Lead Safe Housing for Kids Act: is this the year? rhino!UP May 23, 2021
Two days ago, Senator Dick Durbin (D-Ill) announced that he will re-introduce the Lead Safe Housing for Kids Act (LSHKA). According to the Press Release, "Durbin’s Lead-Safe Housing for Kids Act would require the U.S. Department of Housing and Urban Development (HUD) to update its lead poisoning prevention measures to reflect modern science and ensure that families and children living in federally assisted housing are protected from the devastating consequences of lead poisoning by prohibiting the use of visual assessments for low-income housing constructed prior to 1978 (the year the federal government banned the use of lead-based paint in homes)...."

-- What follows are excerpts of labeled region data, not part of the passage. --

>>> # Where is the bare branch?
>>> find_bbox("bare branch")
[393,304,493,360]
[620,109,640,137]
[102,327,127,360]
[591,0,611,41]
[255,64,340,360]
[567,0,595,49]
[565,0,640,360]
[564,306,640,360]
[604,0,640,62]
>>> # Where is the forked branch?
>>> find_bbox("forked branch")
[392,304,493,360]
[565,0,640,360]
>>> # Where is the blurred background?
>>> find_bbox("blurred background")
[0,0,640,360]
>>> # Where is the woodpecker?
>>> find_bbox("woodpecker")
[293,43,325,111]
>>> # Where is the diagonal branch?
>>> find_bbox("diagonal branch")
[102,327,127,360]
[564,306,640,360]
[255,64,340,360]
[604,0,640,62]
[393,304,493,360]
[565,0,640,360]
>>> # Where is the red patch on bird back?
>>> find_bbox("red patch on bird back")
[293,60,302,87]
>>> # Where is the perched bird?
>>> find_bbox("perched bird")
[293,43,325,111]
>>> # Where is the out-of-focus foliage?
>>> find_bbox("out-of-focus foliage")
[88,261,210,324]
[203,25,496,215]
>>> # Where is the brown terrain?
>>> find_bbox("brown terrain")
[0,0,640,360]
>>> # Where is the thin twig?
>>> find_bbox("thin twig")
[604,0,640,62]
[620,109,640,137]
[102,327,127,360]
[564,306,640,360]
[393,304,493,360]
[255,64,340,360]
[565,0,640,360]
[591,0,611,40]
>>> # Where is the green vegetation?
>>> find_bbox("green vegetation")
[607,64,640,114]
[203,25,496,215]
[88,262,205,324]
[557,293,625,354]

This could be the year when Congress takes on a real preventive strategy. Past Federal efforts have focused on making repairs after a child has been poisoned. 2021 will be the third time that LSHKA has been introduced in the Senate, but the first time that a Democratic majority in the Senate and House might be supportive. Although the Senate bill has bipartisan sponsors (including Ohio's Rob Portman), previous Senate leadership wasn't receptive to bringing the legislation forward. RHINO has also learned that Representative Donald McEachin (D-Va) will offer a slightly different version of LSHKA in the House of Representatives as soon as next week.
Ten days before the Durbin announcement, the Government Accountability Office (GAO) issued another in a series of reports calling on HUD to change the way that Federally funded programs identify lead hazards. This report "costs out" more stringent inspection requirements using scientific testing of paint and dust hazards, not just visual inspection, in the Housing Choice Voucher (HCV) program. GAO assessing to protect children before they are exposed to environmental lead. This is exactly what LSHKA aims to do in all Federally assisted housing including public housing, project-based Section 8, and HCV.
GAO is serious. But in 2019, the GAO sent a letter to then HUD Secretary Ben Carson reminding him that HUD needed to take action on inspection standards.
In a June 2018 report, we made two recommendations that call for the Director of HUD’s Office of Lead Hazard Control and Healthy Homes and the Assistant Secretary for Public and Indian Housing to collaborate in enhancing compliance monitoring and enforcement. These offices need to develop plans to mitigate risk in the compliance monitoring process and develop procedures for addressing public housing agency (PHA) noncompliance with lead paint regulations. To address another recommendation from our June 2018 report, HUD needs to complete an analysis to inform its decisions about requesting authority to amend the lead inspection standard for the Housing Choice Voucher program.
Don't feel bad if you missed Dr. Carson's photo op on this topic. There never was one.
What does LSHKA mean for Ohioans living in Federally-assisted housing?
Around the state, public housing authorities and owners of project based section 8 housing will be required to test for lead hazards anytime a unit is occupied by a child under six years of age. This will fill a gap in Cleveland where the city's newly implemented Lead Safe Certificate program doesn't cover public housing units.
Housing authorities will also be required to test for lead hazards as a part of their annual inspection of pre-1978 homes where families with a child under age 6 are using a Housing Choice Voucher. Under current inspection standards, a fresh coat of paint is good enough. Since the Biden administration is moving to greatly expand the number of HCV households through American Rescue and general appropriations, this health and safety provision could have a broad impact throughout the state.
With Senator Portman as a co-sponsor, Senator Brown as chairman of the Banking and Housing Committee, and Marcia Fudge as HUD Secretary, LSHKA could make it over the finish line this year.